スペースXは米宇宙軍から約229億ドルの契約を獲得し、「スペース・データ・ネットワーク・バックボーン(SDNバックボーン)」と呼ばれる大規模な軍事衛星通信網を構築する。プロジェクトでは、低軌道衛星を活用し、軍事データを世界中で安全かつ高速に移転できるシステムを整備する。
契約では、スペースXが2027年末までに実用的な試作機を納入することが求められる。
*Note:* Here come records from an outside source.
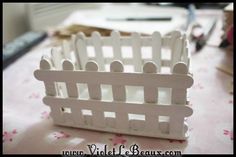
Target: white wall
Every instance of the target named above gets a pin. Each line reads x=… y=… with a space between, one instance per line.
x=14 y=21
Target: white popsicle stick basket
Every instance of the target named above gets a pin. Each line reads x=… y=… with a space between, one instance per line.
x=136 y=85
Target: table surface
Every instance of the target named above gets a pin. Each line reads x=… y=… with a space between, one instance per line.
x=27 y=127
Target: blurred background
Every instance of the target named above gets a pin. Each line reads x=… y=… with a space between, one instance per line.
x=19 y=18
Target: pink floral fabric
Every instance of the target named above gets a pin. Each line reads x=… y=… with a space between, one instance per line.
x=28 y=128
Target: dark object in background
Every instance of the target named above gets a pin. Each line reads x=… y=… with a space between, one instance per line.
x=18 y=47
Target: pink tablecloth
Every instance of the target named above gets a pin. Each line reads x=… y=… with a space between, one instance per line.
x=27 y=127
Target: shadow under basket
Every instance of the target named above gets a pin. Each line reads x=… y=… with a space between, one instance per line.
x=136 y=85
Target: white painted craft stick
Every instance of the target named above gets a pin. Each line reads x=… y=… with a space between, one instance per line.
x=66 y=49
x=176 y=125
x=150 y=92
x=81 y=50
x=136 y=46
x=156 y=49
x=176 y=51
x=115 y=39
x=118 y=91
x=71 y=87
x=149 y=121
x=61 y=68
x=95 y=93
x=93 y=88
x=57 y=58
x=96 y=38
x=50 y=88
x=178 y=95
宇宙軍によると、ネットワークは光学接続衛星を用い、米軍の作戦向けにより迅速で堅牢な通信を実現する。
SDNバックボーンは、国防総省が進める軍事通信とミサイル防衛システムの近代化計画の一環である。
このネットワークは米軍の「ゴールデンドーム」防衛アーキテクチャを支援すると見込まれており、衛星・センサー・迎撃装置をリアルタイムで接続する。
このプロジェクトはまた、スペースXが米国の安全保障インフラに深く関与するようになった現状を象徴している。最近の予算関連文書によれば、宇宙軍は今後数年でさらに数十億ドル規模のスペース・データ・ネットワーク・プログラムへの支出を予定している。
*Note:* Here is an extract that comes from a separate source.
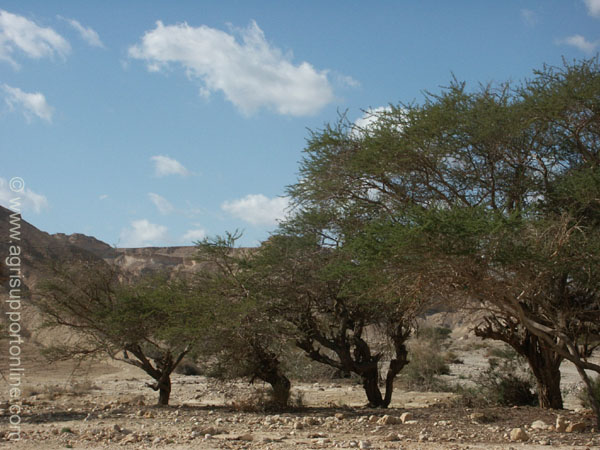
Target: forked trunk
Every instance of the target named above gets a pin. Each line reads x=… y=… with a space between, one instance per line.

スペースXの上場期待が高まる中、上場済みの防衛・宇宙関連企業にとっても、衛星・ミサイル防衛・安全な通信への軍事支出増加が追い風となる可能性がある。
一部企業は今後の契約で直接的な恩恵を受ける見通し。防衛宇宙分野への投資人気の高まりから、間接的な受益も期待できる。
| 企業名 | ティッカー | 恩恵が見込まれる理由 |
| Rocket Lab USA Inc. | RKLB | 軍事衛星や打ち上げサービスで高い存在感 |
| Northrop Grumman Corporation | NOC | 衛星通信等の受注を有する主要防衛宇宙請負大手 |
| Lockheed Martin Corporation | LMT | ゴールデンドーム・ミサイル防衛への参加が期待 |
| RTX Corporation | RTX | ミサイル防衛・軍事通信システム供給 |
| The Boeing Company | BA | 国防総省向け大型防衛宇宙事業を展開 |
| L3Harris Technologies Inc. | LHX | 軍事通信・戦術支援システムに注力 |
| Viasat Inc. | VSAT | 防衛顧客向け衛星通信サービス提供 |
| Iridium Communications Inc. | IRDM | グローバルな衛星通信ネットワークを運用 |
| Firefly Aerospace | FLY | 軍事宇宙・ミサイル防衛分野への事業拡大 |
| York Space Systems | YSS | 宇宙軍関連プロジェクト向け衛星を開発 |
スペース・データ・ネットワークは、米国の防衛戦略における大きな転換を反映している。高価な大型衛星数基への依存から、膨大な数の小型衛星をネットワークで接続し、データ伝送の高速化と攻撃耐性の強化を目指す。
この動きは米市場の防衛・衛星・航空宇宙企業に長期的なビジネスチャンスを生み出す可能性がある。